Can the Ducks repeat?
It's been ten years since an NHL team has gone back-to-back to win the Stanley Cup. The Detroit Red Wings won the Cup in 1996/97 and again the following year.
Can the Anaheim Ducks do the same this season?
Whereas everything points to the Ducks not being able to do so, there are some factors in play that may enable them to raise Lord Stanley's Cup once again in June.
It is very hard for a team to play into June and come back the following season and do the same. The Ducks two best players last season, Scott Niedermayer and Teemu Selanne retired last season, took a long vacation and unretired.
Niedermayer returned in mid-December (playing in 48 games) and Selanne returned in February to play in 26 contests. The duo took off enough time to get a six month rest for Niedermayer and an eight month vacation for Selanne.

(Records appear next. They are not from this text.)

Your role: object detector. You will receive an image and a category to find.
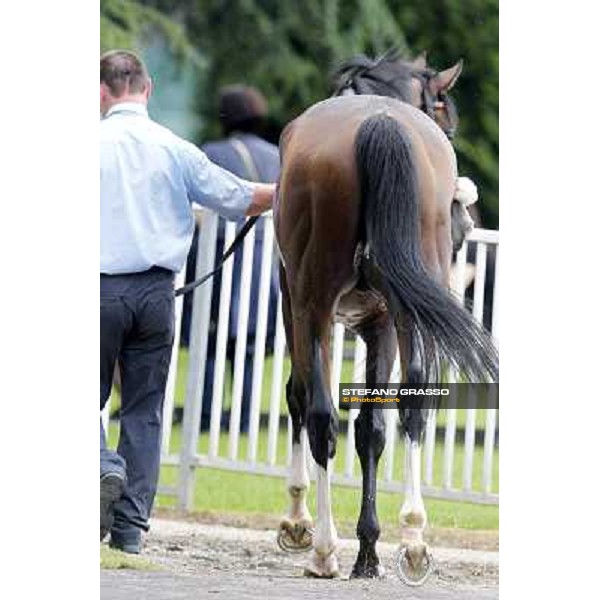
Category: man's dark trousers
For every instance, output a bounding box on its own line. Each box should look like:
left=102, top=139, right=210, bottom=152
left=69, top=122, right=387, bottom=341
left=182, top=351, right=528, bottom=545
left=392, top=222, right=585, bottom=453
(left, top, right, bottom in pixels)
left=100, top=268, right=175, bottom=545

Don't underestimate how important this may be. Their aging bodies had a lot of time to recover from the various bumps, bruises and more, that occur during the playoffs. The two will be at full strength when the playoffs begin on Wednesday.
When you add the fact that the Ducks have the best set of blueliners in the NHL, and the emergence of Ryan Getzlaf as a star, you can see why the Ducks cannot be dismissed in talking about Anaheim's Stanley Cup chances.
Every major sport in North America has had repeat champions since Detroit last did it in 1998. The Lakers in basketball did it three years in a row ending in 2002. The Yankees won three times in a row from 1998-2000 and the New England Patroits won the Super Bowl in back-to-back years in 2003 and 2004.
It seems that hockey is the toughest sport to repeat in, with a salary cap and the demands of playing playoff hockey for two months, only to go back on the ice a measly three months later. It is a price that not too many teams can make anymore, with the sole question being, can the Ducks do it?
We shall find out in June, if not earlier.